Professor Jaime Toney is the director of the new centre. She is an expert in the science behind climate change, specifically in understanding how recent climate, environmental and ecosystem changes differ to those that the Earth has experienced in the past. “The centre demonstrates our commitment to playing an active role in preventing the Earth’s temperature rising above the 1.5˚C threshold defined by the Intergovernmental Panel on Climate Change,” she says.

"The climate emergency is the most urgent, complex and life-threatening issue of our time.

Jaime recognises that collaboration and interdisciplinary approaches are needed at all levels to make a transition to a sustainable future. “There are social, cultural and geopolitical complexities related to the climate emergency. The only way to manage these challenges is for multiple sectors and disciplines to come together to reduce our reliance on carbon and to support the social implications of that.

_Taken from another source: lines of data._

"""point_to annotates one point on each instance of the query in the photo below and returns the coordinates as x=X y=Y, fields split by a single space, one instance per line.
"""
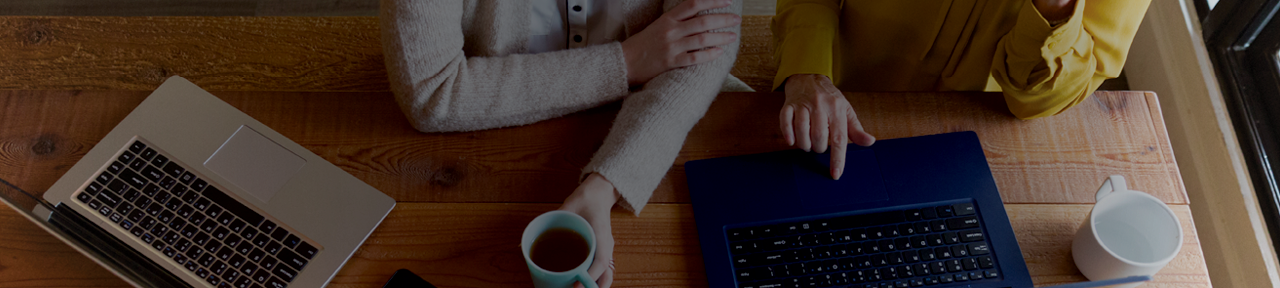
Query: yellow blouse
x=956 y=45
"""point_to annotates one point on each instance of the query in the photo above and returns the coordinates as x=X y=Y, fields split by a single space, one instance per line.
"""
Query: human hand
x=1055 y=9
x=816 y=109
x=679 y=39
x=593 y=201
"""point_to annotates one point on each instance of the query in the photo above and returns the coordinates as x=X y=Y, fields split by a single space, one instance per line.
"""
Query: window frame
x=1243 y=41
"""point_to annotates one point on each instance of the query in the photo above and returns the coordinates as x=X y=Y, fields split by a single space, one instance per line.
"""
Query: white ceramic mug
x=544 y=278
x=1128 y=233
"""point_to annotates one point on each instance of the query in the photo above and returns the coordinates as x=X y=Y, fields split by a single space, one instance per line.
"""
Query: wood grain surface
x=237 y=53
x=216 y=53
x=1052 y=160
x=476 y=245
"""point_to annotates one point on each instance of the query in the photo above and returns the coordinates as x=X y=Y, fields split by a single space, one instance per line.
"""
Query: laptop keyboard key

“Behaviour, choices and systems must be addressed to enable change, innovation and sustainability. The centre is dedicated to undertaking activities that will enable individuals, communities and organisations to act towards a sustainable future through education, research and partnership.”

In education, the centre is using UofG’s academic expertise to educate the next generation of climate- and carbon-literate students who are capable of critically engaging with climate and carbon challenges. We are creating bespoke courses that are accessible to all staff and students. We are aligning our work with wider partner initiatives, such as those of the Royal Scottish Geographical Society who have created climate solutions modules for business management, and Education Scotland who are developing primary and secondary education policy in this area. We aim to ensure a common message, language and understanding of the challenges we face and choices that will lead to solutions.